Hydrodynamic singular regimes in 1 + 1 kinetic models and spectral numerical methods

• Applies spectral theory of stationary kinetic equations to contemporary models of confined matter dynamics.
• Derives original well-balanced schemes involving S-matrices (following early Glimm–Sharp's ideas) for kinetic models like chemotaxis or Vlasov–Fokker–Planck coupled to attractive Poisson equation.
• Hybridizes this framework in order to support strongly singular hydrodynamic limits, where kinetic distributions concentrate into Dirac atoms, for which rigorous results are proved.

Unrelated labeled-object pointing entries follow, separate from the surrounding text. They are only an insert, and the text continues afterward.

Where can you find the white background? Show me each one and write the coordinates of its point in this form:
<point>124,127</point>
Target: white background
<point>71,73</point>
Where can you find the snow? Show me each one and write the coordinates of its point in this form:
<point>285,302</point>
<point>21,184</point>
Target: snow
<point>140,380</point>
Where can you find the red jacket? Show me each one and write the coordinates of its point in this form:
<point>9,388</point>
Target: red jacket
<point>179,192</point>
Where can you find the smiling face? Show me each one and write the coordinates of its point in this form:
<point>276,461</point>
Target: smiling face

Classical results from spectral theory of stationary linear kinetic equations are applied to efficiently approximate two physically relevant weakly nonlinear kinetic models: a model of chemotaxis involving a biased velocity-redistribution integral term, and a Vlasov–Fokker–Planck (VFP) system. Both are coupled to an attractive elliptic equation producing corresponding mean-field potentials. Spectral decompositions of stationary kinetic distributions are recalled, based on a variation of Case's elementary solutions (for the first model) and on a Sturm–Liouville eigenvalue problem (for the second one). Well-balanced Godunov schemes with strong stability properties are deduced. Moreover, in the stiff hydrodynamical scaling, an hybridized algorithm is set up, for which asymptotic-preserving properties can be established under mild restrictions on the computational grid. Several numerical validations are displayed, including the consistency of the VFP model with Burgers–Hopf dynamics on the velocity field after blowup of the macroscopic density into Dirac masses.